I am planning to deploy my web application (ASP.Net based) on the Amazon EC2 and the persistence on Amazon RDS. I have a 'gut feeling' that at least my session store (again on RDS) should be separate from the rest of the application database. This is because I am expecting high activity in the session store.
RDS supports the ability to create multiple databases on single instance. However, I would like to know if it would be wise to take a separate instance or whether a separate database is good enough. I know that it is somewhat pre-mature to expect such a scalability need, but this is more from planning perspective, because it may disruptive to switch the session state server for a running application later.
Further, 1 more point to note is that having 2 small instances looks to be cheaper that scaling up a small instance to a large (it is 4 times to be precise). And to finish, are there any recommended practices already available for planning (for cloud database)?

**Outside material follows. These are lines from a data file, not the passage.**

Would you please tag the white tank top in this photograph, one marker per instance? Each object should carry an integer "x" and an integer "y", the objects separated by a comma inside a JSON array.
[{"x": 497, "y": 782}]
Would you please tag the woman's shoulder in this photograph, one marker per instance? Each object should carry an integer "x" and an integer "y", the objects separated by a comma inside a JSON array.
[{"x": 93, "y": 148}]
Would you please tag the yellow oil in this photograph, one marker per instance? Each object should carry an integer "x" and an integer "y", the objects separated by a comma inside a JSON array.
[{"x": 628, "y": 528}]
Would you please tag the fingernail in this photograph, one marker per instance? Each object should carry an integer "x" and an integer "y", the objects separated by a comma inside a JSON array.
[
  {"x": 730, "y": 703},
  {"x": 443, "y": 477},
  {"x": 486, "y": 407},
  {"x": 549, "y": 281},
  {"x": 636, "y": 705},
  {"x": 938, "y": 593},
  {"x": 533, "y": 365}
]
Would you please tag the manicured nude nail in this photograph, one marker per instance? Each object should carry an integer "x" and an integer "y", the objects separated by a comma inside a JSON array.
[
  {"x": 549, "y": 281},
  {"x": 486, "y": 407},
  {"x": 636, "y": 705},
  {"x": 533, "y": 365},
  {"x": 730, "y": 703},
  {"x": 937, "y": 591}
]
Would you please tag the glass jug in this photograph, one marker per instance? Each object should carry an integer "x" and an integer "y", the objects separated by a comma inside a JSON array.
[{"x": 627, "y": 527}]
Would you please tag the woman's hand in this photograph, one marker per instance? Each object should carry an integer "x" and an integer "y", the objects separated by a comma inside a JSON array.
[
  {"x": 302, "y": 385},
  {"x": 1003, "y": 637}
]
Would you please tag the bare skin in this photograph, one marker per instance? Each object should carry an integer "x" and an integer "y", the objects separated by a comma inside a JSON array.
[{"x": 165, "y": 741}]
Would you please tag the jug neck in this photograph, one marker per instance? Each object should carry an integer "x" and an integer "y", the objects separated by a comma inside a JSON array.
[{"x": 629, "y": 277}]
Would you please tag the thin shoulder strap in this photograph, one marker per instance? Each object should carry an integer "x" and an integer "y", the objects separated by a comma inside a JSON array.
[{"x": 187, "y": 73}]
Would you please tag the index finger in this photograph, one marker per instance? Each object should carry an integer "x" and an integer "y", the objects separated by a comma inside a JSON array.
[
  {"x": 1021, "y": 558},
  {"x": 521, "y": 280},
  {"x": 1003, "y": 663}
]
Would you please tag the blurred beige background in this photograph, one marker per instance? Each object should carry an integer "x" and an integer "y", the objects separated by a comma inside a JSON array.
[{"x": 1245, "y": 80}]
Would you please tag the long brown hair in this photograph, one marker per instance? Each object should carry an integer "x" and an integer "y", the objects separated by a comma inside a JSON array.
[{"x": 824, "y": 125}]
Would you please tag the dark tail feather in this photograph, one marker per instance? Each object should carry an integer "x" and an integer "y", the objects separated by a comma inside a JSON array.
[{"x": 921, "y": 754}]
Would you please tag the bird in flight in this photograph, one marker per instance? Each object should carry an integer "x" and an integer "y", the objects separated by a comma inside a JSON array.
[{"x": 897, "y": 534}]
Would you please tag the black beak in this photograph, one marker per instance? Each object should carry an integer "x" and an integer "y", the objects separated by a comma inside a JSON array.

I would investigate other possibilities for session storing, eg. memcached or similar type of in-memory storage. However, if you absolutely must store sessions in a real database, then having two databases on the same instance is not at all different than having a sessions table right next to your data. The problem with database store is the heavy network request cost for each and every page view (retrieve and then store session back), not the placement of the table.
As for larger instances, they are not only better because they have more memory to fit larger datasets but, importantly, they have much better network and disk I/O. So, even ten small instances would not save you from a I/O bottleneck at one of them.